SAO PAULO/RIO DE JANEIRO -- Brazil posted a record 3,650 new COVID-19 deaths on Friday, and the country also unveiled its first two domestically developed COVID-19 vaccine candidates for human trials, which although months away from use, should eventually help tame the pandemic.
More than 300,000 have died from COVID-19 in Latin America's biggest country. It is the world's second highest total after the United States, making Brazil the global epicenter of the outbreak due to a lack of federal restrictions, an infectious new variant and a patchy vaccine rollout.
Friday's record death toll was the second this week, with a historic 100,158 new coronavirus cases on Thursday.
Pressure has been mounting on President Jair Bolsonaro to tackle a public health crisis he has minimized, shunning masks, railing against lockdowns and sowing doubts about vaccines.
Bolsonaro, a far-right former army captain, has begun to change his tone on vaccines that he had previously said he would not take.
On Friday, Brazil health regulator Anvisa said it had received a request to start phase 1-2 testing of a vaccine known as Versamune, developed by the University of Sao Paulo Ribeirão Preto, in conjunction with Farmacore and PDS Biotechnology . Brazil's Science, Technology and Innovation Minister Marcos Pontes said the Versamune vaccine was one of three federally supported shots.

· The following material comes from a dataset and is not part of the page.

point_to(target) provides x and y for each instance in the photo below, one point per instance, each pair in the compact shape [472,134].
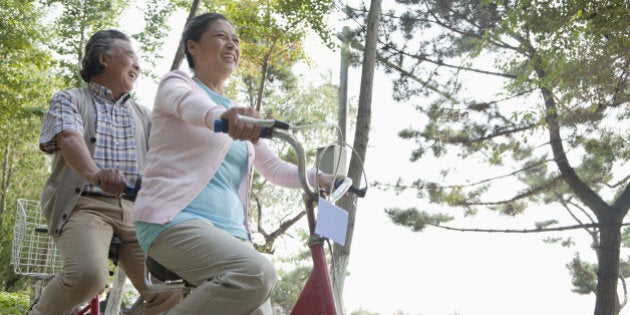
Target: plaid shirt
[114,139]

Earlier, Sao Paulo's Butantan biomedical institute said it will seek approval to begin human trials for its own vaccine with the goal to begin inoculations in July. That would be an aggressive timeline even considering the recent race for COVID-19 shots.
Butantan aims to produce 40 million doses of the Butanvac vaccine this year, starting in May, officials said, which would help a sputtering national immunization program.
Doria told a news conference that Butanvac production will not interfere with the state-funded institute's partnership to produce and distribute a COVID-19 shot developed by China's Sinovac Biotech Ltd.
Butantan officials said the new vaccine had been designed to protect against the contagious P1 variant of the coronavirus, which emerged in the Amazon region last year and is fueling a deadly second wave of cases overwhelming hospitals.
The vaccine was developed using a modified virus, which causes the Newcastle disease in birds, to elicit an immune response to a spike protein from the novel coronavirus.
Butantan plans to test the vaccine on 1,800 volunteers over two phases, two people familiar with the matter told Reuters ahead of the official announcement.